Cut the potatoes into discs about 2 centimeters thick. A medium potato will be cut into about 4 to 6 such discs. 2 cm is just about the right size to make the disk easy to peel. Peel each disk by going around its circumference with a vegetable peeler, or very sharp paring knife. I use a carbon steel paring knife for this purpose, since I find it difficult to get a stainless steel knife sharp enough with my basic sharpening tools. Leaving a bit of peel on the potato here and there is ok. After peeling, slice the discs into pieces about 3/4 of a centimeter thick.

Steam al dente, just until potato pieces are cooked though and maybe 30 seconds to a minute more. Put about an inch of water in the bottom of a good pot and cover the pot. Add some salt. Add the potatoes. Add a couple of drops of oil to help keep the potato pieces from sticking to the bottom of the pot and to keep the steaming water from foaming too much. You can see the difference in translucency between an area of potato that is cooked through, and the whiter area that isn't cooked through. If you are going to use fresh hot peppers, add them about 2 minutes before the potatoes finish cooking.

Start cooling off the potatoes by running cold water along the outside of the pot. The water they they were cooked in, at the bottom of the pot, will be thick and syrupy.

Wash a carrot, cut off just enough of the stem end so that the soil that accumulates between the stem and the root, gets cut away. Cut off the thin root tip. Unless the skins are really fresh looking, peel the skins with a carrot-potato peeler.

Using the grater, grate the carrot into 1-2 centimeter-long shavings. I use the side of the grater with 9 mm holes. It takes only a minute. Rinsing out the grater afterwards takes longer than if you rinse it out right away. Do it right away before the carrots stick. If you don't have a grater you could use the vegetable peel. Just peel and peel, peel the carrot until there is nothing left of it put peels.

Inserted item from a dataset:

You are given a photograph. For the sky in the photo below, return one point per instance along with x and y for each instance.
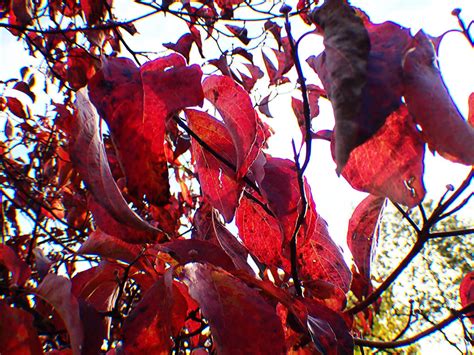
(334, 198)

Wash and dice the sweet red pepper. Wash and dice the celery stalks. My trick for removing the stem from the sweet pepper is cut around the circumference of the pepper, near the stem, at the part of the pepper where the circumference is largest or almost the largest. Then pull the whole top of the pepper out, by pulling on the stem. If you've cut at the right place, the stem will have very little support, and just pop out of the pepper-top, leaving a ring of pepper. Wash away any soil where the stem was, before you chop up the ring of pepper.

Wash and then coarsely chop the cilantro.

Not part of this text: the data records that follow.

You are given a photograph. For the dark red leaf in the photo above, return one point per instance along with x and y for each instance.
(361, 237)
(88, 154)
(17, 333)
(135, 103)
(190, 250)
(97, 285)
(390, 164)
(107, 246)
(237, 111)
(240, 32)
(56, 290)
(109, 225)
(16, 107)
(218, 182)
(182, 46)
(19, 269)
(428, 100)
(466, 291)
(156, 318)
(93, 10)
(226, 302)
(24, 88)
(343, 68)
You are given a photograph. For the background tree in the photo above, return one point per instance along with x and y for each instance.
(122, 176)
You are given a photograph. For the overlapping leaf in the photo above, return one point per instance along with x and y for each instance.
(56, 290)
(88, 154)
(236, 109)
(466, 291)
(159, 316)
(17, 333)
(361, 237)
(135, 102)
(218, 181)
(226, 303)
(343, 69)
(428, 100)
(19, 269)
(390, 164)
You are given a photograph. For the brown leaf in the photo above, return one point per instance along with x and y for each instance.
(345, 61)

Making sure the potatoes are not hot to the touch, that is, not hot enought to hurt if you leave your finger inside the pot of potatoes, throw the celery, grated carrots, and sweet red pepper into the pot with the potatoes. Add it tiny bit of cayenne pepper flour. Stir.

You can add some carrot juice, or carrot-celery juice, so as to thin out the thick, syrupy water, containing potato starch, that the cool potatoes are sitting in, stirring as you go. Keep an eye on how thick the syrupy glue becomes. You don't want it too thick or too thin. I keep a supply of vegetable juice frozen, to use when needed. It will give the potatoes a nice color as well as add flavor.

Add the sesame oil, add salt to taste, and add the almond butter. The almond butter will thicken the sauce up again. Then mix in the chopped cilantro, to taste.

Let sit for about an hour then serve. If you let it sit longer, like for 4 hours, the water from the vegetables will seep into the sauce and thin it. If it gets too thick, you add a bit more almond butter. Or if you are planning to delay serving, when you first make the sauce make it a bit thicker than would seem to be the right thickness.